Hi all. I realise that this is a very sensitive topic to bring up with your other half but I'm at wits end now.

We've been married for 2 years but been together for almost 8 years. I know that I am a very lucky man - she's very caring and would do anything for me, has a very successful career and even surprised me with her amazing cooking skills! I couldn't have found a better woman to spend the rest of my life with.

But I can't shake off the fact that I want her to lose weight. Just to be clear, she isn't obese or anything but she has gone up 2 dress sizes since we got together and it's very noticeable; she was a UK size 10 (US 6) but now she's a UK 14 (US 10).

So my issue here is that I feel my wife has got very comfortable and not tried since we became exclusive all those years ago. But for me, being in an exclusive relationship, and now married, has motivated me to stay in shape. I knew that I was quite overweight and unhealthy when we first started dating so my now wife has been the motivation to get my butt off the couch and do something about it! I've since taken up running and in the last few years, I've ran 3 half marathons and a full marathon.

I don't want my wife to be skinny - I want her to stay healthy and look after herself. I'm actually a fan of curvy women, so i don't really care about her size. I actually find it really hot and sexy when she works out (in her current size)!
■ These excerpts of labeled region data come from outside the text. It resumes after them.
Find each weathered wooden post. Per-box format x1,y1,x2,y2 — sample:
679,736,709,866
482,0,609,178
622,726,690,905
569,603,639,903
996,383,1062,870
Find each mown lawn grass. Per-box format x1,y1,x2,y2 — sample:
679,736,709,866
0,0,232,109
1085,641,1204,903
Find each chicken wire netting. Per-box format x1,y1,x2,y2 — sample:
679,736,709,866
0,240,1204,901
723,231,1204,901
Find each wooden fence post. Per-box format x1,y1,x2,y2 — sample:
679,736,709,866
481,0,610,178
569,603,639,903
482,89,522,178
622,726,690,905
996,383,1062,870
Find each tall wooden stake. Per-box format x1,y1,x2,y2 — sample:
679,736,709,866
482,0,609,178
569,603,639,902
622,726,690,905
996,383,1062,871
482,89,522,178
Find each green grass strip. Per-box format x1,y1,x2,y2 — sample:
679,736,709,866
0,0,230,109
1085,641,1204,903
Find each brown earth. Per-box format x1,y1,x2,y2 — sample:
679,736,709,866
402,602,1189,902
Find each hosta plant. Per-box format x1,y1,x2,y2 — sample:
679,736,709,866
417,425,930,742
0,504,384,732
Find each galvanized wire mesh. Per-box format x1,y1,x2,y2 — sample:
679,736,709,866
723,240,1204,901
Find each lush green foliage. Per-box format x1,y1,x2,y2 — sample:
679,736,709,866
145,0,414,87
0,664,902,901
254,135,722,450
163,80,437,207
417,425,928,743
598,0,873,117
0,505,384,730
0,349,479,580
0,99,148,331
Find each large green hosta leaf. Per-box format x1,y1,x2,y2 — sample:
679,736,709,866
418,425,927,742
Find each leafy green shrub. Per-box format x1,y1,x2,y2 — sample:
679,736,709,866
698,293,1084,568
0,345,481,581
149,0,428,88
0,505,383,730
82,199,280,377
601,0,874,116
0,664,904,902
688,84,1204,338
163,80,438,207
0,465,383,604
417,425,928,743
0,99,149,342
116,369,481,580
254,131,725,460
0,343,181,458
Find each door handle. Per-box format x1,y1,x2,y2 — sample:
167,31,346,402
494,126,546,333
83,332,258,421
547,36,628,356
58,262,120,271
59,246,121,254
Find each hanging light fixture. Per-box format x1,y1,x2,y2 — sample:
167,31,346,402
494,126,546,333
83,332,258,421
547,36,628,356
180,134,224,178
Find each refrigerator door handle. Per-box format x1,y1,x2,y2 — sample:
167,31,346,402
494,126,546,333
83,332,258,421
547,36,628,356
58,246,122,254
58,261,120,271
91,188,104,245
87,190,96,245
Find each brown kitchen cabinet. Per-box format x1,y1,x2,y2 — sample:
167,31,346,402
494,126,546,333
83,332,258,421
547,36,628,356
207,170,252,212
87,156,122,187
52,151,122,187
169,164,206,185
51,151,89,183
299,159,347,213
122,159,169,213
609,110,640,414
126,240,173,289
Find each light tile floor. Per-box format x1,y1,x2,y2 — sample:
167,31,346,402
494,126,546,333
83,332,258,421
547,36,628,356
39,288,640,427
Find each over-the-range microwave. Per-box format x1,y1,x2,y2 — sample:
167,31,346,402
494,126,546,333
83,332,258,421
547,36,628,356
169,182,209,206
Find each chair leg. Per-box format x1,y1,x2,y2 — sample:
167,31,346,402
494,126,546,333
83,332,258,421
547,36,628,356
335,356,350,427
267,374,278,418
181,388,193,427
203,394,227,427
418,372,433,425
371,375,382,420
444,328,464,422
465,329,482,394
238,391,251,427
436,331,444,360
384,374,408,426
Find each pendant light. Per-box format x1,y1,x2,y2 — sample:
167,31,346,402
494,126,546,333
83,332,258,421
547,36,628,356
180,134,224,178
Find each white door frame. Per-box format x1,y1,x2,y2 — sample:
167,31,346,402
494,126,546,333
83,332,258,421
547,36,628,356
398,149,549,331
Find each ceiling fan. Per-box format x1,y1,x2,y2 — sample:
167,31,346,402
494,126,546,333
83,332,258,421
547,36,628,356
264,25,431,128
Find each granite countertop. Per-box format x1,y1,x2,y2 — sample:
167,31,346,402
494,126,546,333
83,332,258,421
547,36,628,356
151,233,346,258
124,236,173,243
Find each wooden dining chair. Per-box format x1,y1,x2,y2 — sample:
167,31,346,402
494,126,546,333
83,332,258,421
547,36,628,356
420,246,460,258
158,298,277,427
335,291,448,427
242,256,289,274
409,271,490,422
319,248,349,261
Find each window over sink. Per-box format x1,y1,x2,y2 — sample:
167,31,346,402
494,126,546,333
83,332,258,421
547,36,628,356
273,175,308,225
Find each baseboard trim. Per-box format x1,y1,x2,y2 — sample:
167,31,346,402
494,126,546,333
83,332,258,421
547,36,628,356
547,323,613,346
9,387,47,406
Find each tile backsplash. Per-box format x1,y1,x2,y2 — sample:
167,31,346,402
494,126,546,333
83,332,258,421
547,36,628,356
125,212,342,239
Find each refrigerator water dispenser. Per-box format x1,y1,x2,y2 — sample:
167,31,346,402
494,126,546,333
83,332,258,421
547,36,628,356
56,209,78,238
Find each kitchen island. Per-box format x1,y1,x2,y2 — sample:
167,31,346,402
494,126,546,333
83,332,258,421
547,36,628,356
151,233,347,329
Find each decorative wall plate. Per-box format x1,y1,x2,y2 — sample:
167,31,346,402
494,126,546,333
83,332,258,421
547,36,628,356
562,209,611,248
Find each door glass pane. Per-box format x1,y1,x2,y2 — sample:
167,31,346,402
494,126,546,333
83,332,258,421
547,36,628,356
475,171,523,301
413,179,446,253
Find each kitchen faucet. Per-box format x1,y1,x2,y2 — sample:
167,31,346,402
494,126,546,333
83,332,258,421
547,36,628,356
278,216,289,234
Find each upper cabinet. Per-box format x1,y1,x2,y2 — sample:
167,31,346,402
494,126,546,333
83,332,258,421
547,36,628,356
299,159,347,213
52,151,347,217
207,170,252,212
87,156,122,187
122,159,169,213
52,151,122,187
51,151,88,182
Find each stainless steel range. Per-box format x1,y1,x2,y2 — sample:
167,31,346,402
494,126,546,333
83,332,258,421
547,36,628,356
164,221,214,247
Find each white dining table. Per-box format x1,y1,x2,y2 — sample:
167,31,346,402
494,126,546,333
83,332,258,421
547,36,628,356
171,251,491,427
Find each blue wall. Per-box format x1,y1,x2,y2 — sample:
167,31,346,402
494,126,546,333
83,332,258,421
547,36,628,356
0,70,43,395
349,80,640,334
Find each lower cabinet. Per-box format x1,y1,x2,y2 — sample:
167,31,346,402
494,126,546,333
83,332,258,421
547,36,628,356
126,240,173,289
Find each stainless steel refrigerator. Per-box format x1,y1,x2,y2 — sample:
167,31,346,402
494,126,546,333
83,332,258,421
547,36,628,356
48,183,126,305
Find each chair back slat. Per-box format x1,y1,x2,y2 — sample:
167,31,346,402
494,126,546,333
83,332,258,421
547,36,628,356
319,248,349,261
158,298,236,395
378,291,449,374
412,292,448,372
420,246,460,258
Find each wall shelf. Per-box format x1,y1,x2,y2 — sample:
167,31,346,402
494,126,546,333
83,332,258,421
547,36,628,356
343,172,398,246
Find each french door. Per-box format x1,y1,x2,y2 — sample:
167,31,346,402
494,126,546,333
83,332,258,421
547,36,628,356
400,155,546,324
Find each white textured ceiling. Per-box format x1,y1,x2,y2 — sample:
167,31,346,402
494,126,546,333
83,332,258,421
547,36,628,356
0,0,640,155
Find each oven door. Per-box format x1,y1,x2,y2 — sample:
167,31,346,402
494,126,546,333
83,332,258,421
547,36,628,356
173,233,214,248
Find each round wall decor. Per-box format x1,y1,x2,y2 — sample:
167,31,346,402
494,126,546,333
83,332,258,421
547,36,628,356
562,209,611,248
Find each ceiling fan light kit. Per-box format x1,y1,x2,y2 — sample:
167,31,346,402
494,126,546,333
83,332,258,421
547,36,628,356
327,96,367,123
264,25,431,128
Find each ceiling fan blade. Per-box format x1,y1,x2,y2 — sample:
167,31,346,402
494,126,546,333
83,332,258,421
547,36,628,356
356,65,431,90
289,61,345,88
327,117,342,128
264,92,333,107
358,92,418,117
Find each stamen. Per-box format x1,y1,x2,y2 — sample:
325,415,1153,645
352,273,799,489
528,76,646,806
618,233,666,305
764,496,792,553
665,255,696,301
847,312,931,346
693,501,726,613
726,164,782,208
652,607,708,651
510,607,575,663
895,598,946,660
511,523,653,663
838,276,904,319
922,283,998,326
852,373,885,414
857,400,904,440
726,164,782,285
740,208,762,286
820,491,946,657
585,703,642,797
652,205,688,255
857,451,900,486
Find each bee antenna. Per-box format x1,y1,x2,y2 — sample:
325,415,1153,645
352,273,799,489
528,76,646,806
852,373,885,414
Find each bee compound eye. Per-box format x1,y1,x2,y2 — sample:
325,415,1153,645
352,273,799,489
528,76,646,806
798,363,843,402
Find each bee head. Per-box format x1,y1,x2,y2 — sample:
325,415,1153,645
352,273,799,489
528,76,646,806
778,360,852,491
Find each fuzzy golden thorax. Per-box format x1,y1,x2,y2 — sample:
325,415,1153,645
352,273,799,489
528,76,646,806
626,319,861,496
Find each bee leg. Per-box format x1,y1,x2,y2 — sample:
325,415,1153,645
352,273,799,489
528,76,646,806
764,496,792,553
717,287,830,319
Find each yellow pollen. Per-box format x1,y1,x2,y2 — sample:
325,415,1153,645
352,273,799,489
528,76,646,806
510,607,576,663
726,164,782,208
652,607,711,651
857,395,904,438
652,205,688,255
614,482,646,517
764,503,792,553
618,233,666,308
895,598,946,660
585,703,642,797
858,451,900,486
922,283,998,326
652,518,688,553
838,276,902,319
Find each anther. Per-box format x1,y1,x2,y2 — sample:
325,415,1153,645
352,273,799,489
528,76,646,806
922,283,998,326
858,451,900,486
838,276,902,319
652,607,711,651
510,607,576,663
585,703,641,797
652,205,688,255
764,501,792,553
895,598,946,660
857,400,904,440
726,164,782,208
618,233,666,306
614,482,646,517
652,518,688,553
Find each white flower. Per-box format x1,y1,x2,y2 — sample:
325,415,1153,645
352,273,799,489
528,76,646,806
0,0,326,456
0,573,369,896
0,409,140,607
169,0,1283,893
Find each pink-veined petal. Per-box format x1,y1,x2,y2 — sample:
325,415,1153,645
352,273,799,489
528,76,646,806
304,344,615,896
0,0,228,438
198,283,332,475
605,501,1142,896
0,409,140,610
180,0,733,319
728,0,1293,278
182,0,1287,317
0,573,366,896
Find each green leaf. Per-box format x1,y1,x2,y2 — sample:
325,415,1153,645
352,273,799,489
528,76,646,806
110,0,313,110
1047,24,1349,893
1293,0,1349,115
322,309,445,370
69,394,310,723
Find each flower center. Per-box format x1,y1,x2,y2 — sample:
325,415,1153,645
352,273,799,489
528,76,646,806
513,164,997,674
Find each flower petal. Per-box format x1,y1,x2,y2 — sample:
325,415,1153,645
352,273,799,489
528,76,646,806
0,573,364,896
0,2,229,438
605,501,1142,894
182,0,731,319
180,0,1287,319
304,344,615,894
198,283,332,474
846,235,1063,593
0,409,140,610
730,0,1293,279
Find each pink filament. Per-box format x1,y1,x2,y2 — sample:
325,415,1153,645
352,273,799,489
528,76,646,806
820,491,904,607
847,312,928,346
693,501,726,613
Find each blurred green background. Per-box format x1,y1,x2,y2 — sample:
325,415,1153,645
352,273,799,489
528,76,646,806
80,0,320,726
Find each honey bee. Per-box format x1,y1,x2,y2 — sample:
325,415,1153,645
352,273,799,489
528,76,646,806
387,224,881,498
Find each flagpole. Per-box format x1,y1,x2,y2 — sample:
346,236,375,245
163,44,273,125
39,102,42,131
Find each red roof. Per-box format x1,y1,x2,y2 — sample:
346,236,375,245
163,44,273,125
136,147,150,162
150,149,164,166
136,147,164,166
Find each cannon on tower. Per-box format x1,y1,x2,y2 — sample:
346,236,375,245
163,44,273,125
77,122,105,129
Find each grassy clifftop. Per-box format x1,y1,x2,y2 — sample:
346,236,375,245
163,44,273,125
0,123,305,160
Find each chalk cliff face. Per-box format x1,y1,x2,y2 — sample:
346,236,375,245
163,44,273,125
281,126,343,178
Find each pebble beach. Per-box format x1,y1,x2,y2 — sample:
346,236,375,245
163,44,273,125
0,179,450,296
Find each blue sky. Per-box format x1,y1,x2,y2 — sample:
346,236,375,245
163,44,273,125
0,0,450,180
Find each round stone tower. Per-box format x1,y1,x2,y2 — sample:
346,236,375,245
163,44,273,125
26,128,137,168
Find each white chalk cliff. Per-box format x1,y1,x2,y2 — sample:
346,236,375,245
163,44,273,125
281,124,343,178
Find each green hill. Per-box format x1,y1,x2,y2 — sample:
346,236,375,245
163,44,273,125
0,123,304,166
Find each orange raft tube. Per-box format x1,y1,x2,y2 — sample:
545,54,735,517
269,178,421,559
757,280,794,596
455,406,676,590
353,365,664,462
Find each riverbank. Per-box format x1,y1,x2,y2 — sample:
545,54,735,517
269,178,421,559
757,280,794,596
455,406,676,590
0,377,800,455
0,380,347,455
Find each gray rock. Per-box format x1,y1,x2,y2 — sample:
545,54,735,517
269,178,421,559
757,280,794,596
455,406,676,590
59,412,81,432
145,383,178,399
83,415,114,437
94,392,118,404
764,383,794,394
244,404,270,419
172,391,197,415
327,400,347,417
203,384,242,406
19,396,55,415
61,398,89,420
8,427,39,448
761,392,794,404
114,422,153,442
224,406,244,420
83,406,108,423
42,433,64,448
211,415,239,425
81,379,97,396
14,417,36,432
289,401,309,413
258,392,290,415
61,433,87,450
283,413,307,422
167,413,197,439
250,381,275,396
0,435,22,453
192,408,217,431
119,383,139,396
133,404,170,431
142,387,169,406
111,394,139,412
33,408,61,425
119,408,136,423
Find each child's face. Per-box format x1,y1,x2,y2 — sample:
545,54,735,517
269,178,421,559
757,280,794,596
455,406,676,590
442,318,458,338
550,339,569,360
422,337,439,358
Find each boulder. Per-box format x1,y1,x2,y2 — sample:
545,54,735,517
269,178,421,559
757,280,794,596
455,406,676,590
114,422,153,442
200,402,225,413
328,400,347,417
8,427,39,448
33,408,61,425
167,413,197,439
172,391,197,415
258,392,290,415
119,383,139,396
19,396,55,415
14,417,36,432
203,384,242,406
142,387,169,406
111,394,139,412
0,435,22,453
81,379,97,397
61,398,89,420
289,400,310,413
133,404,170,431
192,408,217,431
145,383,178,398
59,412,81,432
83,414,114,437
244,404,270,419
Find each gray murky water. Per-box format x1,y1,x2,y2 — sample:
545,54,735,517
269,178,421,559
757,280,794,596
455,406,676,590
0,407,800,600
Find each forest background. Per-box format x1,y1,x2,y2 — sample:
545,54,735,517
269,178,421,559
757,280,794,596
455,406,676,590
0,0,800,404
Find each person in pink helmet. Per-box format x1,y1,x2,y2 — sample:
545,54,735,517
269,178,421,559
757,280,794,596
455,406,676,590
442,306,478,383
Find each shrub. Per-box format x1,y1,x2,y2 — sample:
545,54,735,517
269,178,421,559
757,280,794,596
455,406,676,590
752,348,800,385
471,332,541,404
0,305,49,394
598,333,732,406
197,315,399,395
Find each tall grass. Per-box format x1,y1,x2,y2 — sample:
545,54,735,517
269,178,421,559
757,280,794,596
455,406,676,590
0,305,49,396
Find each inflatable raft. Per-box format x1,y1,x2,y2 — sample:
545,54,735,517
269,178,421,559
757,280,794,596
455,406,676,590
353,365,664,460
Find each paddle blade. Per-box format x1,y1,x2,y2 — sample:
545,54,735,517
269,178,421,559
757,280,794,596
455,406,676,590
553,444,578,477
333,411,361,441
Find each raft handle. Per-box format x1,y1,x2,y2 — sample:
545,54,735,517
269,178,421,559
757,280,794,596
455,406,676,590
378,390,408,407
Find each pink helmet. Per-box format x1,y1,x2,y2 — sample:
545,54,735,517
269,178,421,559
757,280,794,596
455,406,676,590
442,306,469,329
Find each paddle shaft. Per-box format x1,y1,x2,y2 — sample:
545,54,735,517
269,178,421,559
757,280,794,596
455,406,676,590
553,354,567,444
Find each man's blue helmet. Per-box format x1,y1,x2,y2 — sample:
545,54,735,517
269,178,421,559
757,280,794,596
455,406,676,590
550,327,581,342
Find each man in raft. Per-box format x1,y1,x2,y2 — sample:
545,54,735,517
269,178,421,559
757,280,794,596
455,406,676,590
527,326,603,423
She's also admitted that she needs to lose weight and over the years I've created several diet and gym plans but she always finds an excuse to not stick with it (the main one being busy at work). The wider issue for me here is that the diet and gym plans were a way for us to do something and accomplish together as a couple.

I adore my wife and love her so much. I want her to stay physically attracted to me hence all the running and working out - I believe that you should always try to impress your other half as much as possible in marriage and I suppose this is my way of doing so. She's even been my motivation to do well in my career and generally be a better person.

I can't deny that in recent months, I've started to feel less attracted to her - not because she's put on weight but because she doesn't try to stay healthy (does that make sense?). For example, she's just not finished any of the gym workout plans that i've made for her.

Everytime i bring it up my wife shuts down completely. I've really tried my best and took the soft approach to begin with but now even i get annoyed at myself because i feel like as if I'm now forcing her to workout when I know it's fundamentally up to her to do it. I really don't want to force it on her but just feel like this after so many years of her saying she will lose weight for herself but no progress.

I'm a big gym fan and got myself into good shape for her. Am i wrong to expect the same from her?

I hope all of this made sense and thank you for reading.